Michael Bloomberg, the former mayor of New York City and owner of several media outlets, thinks it's time that Americans "get behind" President Donald Trump and "make it work."
Democratic opponents of Trump need to get over themselves, Bloomberg argued during an interview on ABC's "The View." "The public has spoken, whether you like the results or not," he said.
The media magnate compared liberal resistance to Trump with comments made by Mitch McConnell, R-Ky., the Republican leader in the Senate, when he said, "the single most important thing we want to achieve is for President Obama to be a one-term president."
According to Bloomberg, such thinking is petty and risks breaking the American political system by making it dysfunctional.
"That's my country. That's my kids and grandkids," Bloomberg said in response to the McConnell remark. "You have to make it work. We have an election — whoever wins, you got to get behind."
Shifting to discuss Trump, the former mayor argued that he just wanted good governance.
"He's our president, and we need this country to be run well. I didn't vote for him," Bloomberg added. "Let's just all hope that Donald Trump is a good president of the United States."

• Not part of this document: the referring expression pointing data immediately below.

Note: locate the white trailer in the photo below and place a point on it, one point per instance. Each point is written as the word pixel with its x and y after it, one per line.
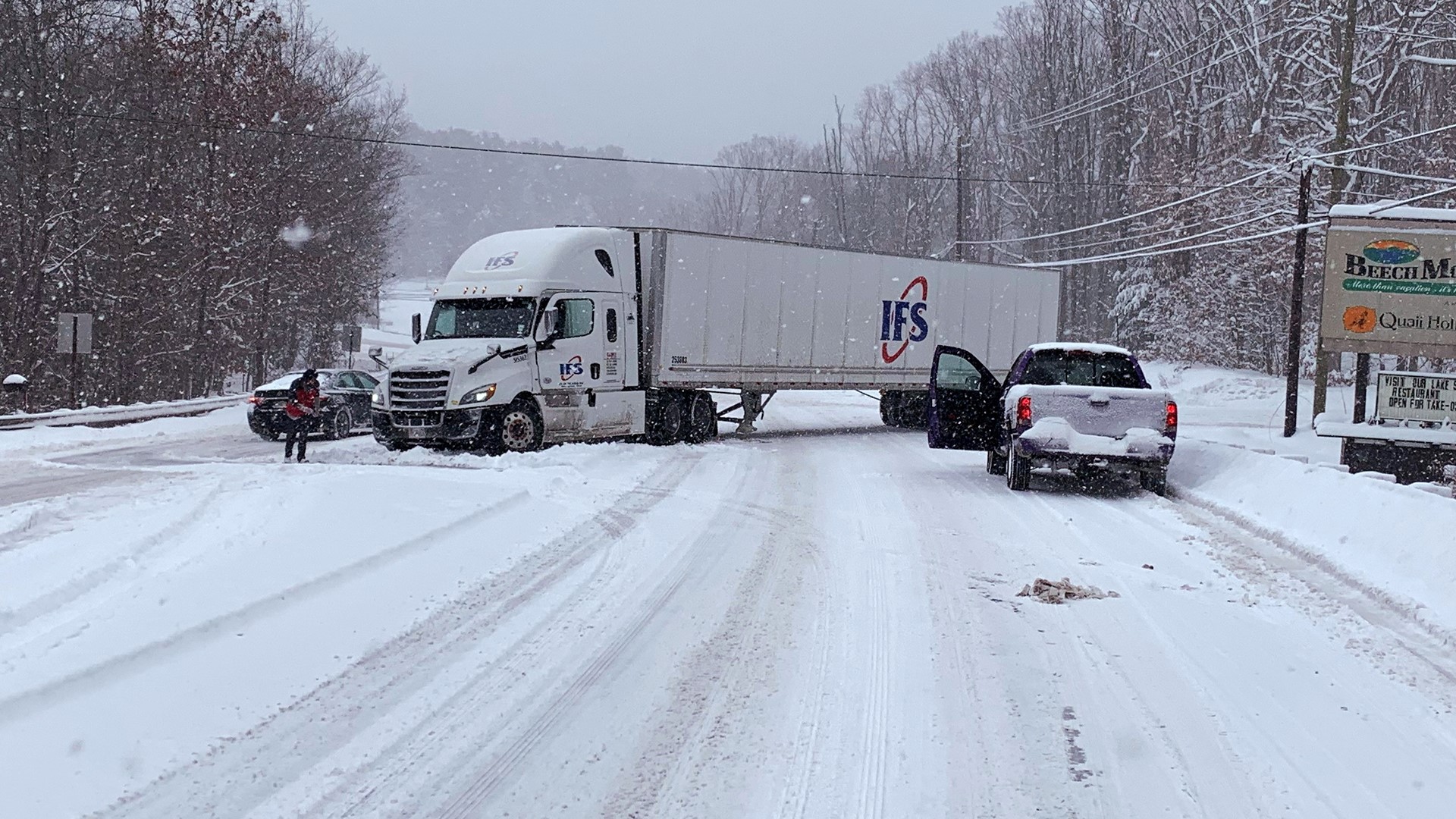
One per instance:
pixel 593 333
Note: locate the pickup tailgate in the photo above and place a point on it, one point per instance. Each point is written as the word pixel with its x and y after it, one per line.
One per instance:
pixel 1100 410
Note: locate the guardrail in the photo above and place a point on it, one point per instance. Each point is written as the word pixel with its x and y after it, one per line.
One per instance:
pixel 114 416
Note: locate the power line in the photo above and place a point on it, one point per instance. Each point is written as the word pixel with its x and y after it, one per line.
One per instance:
pixel 1098 101
pixel 1141 254
pixel 618 159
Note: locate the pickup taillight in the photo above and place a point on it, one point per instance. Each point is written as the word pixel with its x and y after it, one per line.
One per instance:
pixel 1024 410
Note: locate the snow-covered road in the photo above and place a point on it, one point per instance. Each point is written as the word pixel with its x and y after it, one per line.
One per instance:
pixel 816 621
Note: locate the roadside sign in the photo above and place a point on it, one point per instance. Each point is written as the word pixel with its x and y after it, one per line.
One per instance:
pixel 73 333
pixel 1391 280
pixel 1416 397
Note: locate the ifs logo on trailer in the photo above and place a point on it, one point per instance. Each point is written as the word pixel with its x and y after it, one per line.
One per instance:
pixel 897 314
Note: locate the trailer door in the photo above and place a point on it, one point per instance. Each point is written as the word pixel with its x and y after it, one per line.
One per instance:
pixel 965 401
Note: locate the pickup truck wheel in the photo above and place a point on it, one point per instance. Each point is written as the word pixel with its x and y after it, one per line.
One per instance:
pixel 340 426
pixel 702 419
pixel 1018 471
pixel 995 463
pixel 1155 480
pixel 520 428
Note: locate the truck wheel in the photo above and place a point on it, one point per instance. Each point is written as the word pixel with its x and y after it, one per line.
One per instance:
pixel 1018 471
pixel 995 463
pixel 520 428
pixel 702 419
pixel 664 420
pixel 1155 480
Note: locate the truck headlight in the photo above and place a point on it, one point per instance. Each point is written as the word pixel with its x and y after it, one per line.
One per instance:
pixel 478 395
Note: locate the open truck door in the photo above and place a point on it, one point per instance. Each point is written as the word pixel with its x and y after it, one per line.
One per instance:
pixel 965 401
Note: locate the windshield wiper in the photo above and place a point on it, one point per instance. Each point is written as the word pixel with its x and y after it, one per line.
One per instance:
pixel 497 353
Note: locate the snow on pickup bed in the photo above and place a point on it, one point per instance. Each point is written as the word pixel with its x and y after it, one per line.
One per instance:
pixel 1106 413
pixel 1056 435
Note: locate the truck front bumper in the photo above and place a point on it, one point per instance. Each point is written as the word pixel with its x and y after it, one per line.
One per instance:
pixel 449 428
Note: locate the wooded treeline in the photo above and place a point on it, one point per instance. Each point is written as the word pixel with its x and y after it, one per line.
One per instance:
pixel 162 168
pixel 1101 108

Bloomberg's current attitude is quite different from what it was just last year when he called Trump a "dangerous demagogue" in a speech to the Democratic National Convention.
A long-time Democrat, Bloomberg left the party in 2001 to run as a Republican candidate. He left the GOP two years later.
The former mayor has also attracted liberal ire recently for saying that he believed Trump would be re-elected because the Democratic Party is too rife with internal divisions.
“The incumbent always has an advantage,” Bloomberg said during a Tuesday CNN interview.
“The Democratic Party is going to be torn apart by the left and the centralists,” he said, not mentioning that he is himself one of the "centralists," that is politicians who want to compromise on economic issues but not bend on social ones.
The GOP is similarly internally divided, Bloomberg argued, but it has the advantage in 2020 because it already has its nominee.
“Now, the Republican Party is also being torn apart between the centralists and the hard right, but they've rented a candidate. The candidate has rented a party, and they will probably without much fuss get behind Donald Trump, I would assume, assuming he runs for re-election.”
According to Bloomberg, Trump's chances of defeating his eventual 2020 Democratic opponent are 55 percent certain.